You are not logged in.

Pages: 1

#1 2026-01-08 16:17:37

ectospasm
Member
Registered: 2015-08-28
Posts: 302

[SOLVED] ThinkPad with Secure Boot

SOLVED: See comment below for what I found and how I fixed it.

I have an X1 Carbon 11gen running Arch Linux, and about a year ago I upgraded the firmware using LVFS fwupd, and somehow that broke the TPM2 from being able to automatically unlock my LUKS2 container containing my root volume.  It took me about six months to fix it (in the meantime I'd enter my LUKS2 passphrase).  I tried several things to fix it, including enable systemd-boot (I had not beenusing a bootloader before, just having the EFI boot my signed UKI directly with Secure Boot, EDIT:  set up by kernel-install with ukify).  Turns out the problem was a stale PCR policy JSON I had set up as part of the troubleshooting. 

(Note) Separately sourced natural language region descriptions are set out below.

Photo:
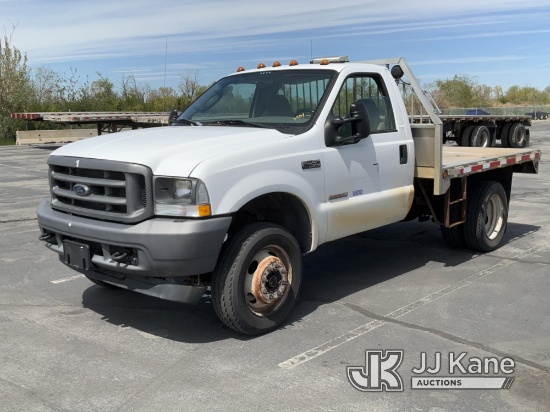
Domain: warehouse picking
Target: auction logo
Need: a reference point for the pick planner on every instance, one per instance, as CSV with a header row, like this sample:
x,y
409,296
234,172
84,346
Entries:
x,y
380,372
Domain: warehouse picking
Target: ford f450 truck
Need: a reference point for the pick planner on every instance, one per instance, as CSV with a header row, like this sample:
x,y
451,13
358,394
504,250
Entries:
x,y
260,170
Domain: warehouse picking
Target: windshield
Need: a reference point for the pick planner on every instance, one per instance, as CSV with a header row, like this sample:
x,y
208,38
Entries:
x,y
275,99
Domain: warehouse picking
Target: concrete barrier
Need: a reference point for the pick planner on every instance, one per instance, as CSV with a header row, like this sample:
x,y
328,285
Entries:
x,y
53,136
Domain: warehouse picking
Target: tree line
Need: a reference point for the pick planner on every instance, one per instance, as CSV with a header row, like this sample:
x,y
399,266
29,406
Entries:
x,y
41,89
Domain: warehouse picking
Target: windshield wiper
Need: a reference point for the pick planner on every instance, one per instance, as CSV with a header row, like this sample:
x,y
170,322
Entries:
x,y
235,122
187,121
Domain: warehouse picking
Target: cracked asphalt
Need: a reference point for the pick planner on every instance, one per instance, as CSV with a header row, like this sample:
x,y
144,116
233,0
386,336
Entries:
x,y
69,345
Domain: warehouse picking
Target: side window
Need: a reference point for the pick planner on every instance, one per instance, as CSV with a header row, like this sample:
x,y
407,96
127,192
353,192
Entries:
x,y
369,90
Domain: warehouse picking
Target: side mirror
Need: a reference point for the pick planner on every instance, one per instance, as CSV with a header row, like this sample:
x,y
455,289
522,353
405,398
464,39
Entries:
x,y
359,122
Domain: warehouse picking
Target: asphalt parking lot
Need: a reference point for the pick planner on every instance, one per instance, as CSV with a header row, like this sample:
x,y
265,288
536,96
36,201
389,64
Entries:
x,y
68,345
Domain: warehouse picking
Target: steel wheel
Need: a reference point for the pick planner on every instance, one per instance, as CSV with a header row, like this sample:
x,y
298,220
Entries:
x,y
494,217
257,278
487,216
269,276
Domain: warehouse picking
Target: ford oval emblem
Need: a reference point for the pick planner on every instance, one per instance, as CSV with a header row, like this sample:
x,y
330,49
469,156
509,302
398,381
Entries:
x,y
81,190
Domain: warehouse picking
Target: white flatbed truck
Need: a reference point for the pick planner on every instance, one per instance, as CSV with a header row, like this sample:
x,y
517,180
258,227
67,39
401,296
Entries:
x,y
264,167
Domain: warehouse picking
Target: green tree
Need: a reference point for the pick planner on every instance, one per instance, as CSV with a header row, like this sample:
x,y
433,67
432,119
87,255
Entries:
x,y
15,87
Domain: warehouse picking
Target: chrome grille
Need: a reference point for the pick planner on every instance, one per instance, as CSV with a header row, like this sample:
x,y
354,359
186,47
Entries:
x,y
109,190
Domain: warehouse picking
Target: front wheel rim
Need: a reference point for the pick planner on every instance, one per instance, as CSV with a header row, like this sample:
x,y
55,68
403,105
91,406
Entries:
x,y
494,217
268,280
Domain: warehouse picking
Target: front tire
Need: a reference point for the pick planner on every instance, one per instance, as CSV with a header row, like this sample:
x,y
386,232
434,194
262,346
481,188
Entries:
x,y
257,279
487,216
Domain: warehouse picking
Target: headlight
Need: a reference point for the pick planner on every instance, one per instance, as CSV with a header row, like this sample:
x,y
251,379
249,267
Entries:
x,y
181,197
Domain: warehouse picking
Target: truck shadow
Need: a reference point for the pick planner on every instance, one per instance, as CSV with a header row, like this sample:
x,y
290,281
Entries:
x,y
336,270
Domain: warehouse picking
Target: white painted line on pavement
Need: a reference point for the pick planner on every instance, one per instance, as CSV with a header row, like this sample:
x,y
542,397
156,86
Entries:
x,y
55,282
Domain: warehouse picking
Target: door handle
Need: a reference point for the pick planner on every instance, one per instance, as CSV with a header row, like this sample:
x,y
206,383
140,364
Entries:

So I tried deleting systemd-boot with `bootctl remove`, and now I can't get it to boot into Arch.  I'm using sbctl to sign the UKI and set up Secure Boot.  But the Lenovo logo just keeps appearing, going away briefly, and then eventually prompting for the firmware admin password.  I've tried clearing all keys in the BIOS menu, enabling Setup Mode, enrolling the existing keys including the Microsoft Third Party Certificates, but it won't boot the UKI.

I did have to remove the systemd-boot files from the efivars, but as far as I can tell I'm now doing everything right.

I've checked with `sbctl status` after `sbctl enroll-keys  --microsoft`, and it properly says that Setup Mode is disabled (but so is Secure Boot).

After enrollment, I reinstall the kernel, and `sbctl verify` shows everything is signed.  When I reboot into the BIOS menu, it Says Secure Boot is enabled.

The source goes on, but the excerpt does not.